A Victorian boarding school story, a Gothic mansion mystery, a gossipy romp about a clique of girlfriends, and a dark other-worldly fantasy--jumble them all together and you have this complicated and unusual first novel.  Sixteen-year-old Gemma has had an unconventional upbringing in India, until the day she foresees her mother's death in a black, swirling vision that turns out to be true. Sent back to England, she is enrolled at Spence, a girls' academy with a mysterious burned-out East Wing. There Gemma is snubbed by powerful Felicity, beautiful Pippa, and even her own dumpy roommate Ann, until she blackmails herself and Ann into the treacherous clique. Gemma is distressed to find that she has been followed from India by Kartik, a beautiful young man who warns her to fight off the visions. Nevertheless, they continue, and one night she is led by a child-spirit to find a diary that reveals the secrets of a mystical Order. The clique soon finds a way to accompany Gemma to the other-world realms of her visions "for a bit of fun" and to taste the power they will never have as Victorian wives, but they discover that the delights of the realms are overwhelmed by a menace they cannot control. Gemma is left with the knowledge that her role as the link between worlds leaves her with a mission to seek out the "others" and rebuild the Order. A Great and Terrible Beauty is an impressive first book in what should prove to be a fascinating trilogy. - Good Reads 

This was an interesting read. Libba Bray has a magical way of weaving words. I felt tuned in with the era it was written and really enjoyed her writing. It was spot on.
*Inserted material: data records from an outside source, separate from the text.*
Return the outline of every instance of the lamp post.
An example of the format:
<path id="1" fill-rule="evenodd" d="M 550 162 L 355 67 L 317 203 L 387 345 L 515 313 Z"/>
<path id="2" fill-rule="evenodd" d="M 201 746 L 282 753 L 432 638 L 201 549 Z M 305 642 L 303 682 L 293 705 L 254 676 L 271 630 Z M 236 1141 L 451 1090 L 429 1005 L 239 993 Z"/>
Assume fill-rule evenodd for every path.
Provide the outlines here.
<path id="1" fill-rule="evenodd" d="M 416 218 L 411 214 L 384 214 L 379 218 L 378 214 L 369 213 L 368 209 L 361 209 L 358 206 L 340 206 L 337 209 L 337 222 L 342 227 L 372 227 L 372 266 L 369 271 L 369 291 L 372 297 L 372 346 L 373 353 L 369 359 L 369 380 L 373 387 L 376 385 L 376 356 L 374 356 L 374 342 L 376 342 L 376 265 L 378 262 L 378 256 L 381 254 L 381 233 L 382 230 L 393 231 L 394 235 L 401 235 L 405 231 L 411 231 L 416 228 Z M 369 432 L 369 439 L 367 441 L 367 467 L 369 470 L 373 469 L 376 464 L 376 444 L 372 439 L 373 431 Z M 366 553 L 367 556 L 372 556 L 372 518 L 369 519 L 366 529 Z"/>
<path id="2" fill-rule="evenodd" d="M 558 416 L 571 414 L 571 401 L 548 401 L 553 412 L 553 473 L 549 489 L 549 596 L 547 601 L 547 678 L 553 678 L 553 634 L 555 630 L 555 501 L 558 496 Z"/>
Gemma, the heroine of the story was a complete brat in the beginning and I did see some growth by the end of the book, but the friendship and trust between Gemma and her friends didn't feel legitimate to me. They were interesting girls, but I found myself feeling Gemma was a little dumb for being friends with such mean spirited girls. Felicity in particular showed her true colours numerous times throughout the book, yet Gemma seemed not to mind.

I think what I loved the most in this book was the moments between Gemma and Kartik. They were definitely swoon worthy! I think that storyline and the general underlying creepiness of the story were the only things that swayed my emotions. In parts where I would normally cry or get upset I didn't really feel anything. I read long into the night and every little creak in our place had me feeling jumpy, so the creep factor was definitely there.

Overall, it was an interesting read. It wasn't amazing, but it was good. I mostly want to keep reading just to see what happens between Gemma and Kartik...


  1. I felt the same way; it was good, but didn't really amaze me. I did enjoy the creepy walks through the woods. I kept waiting for things to jump out of the shadows!

  2. I had mixed feelings about this book, too, for the same reason as you - I didn't really like the 4 girls or believe in their friendship. However, I much preferred the second book, Rebel Angels, and I think all the girls get greater depth in that one (especially Felicity) and their friendship is stronger. I agree Libba Bray's prose is lovely; I also love the way she portrays female strength.

  3. BJ: That's exactly what I felt like!

    TG: I started Rebel Angels and then picked up Hush, Hush and Crescendo by Becca Fitzpatrick and got addicted to those yesterday. I finished both, so I'm going to pick up Rebel Angels again!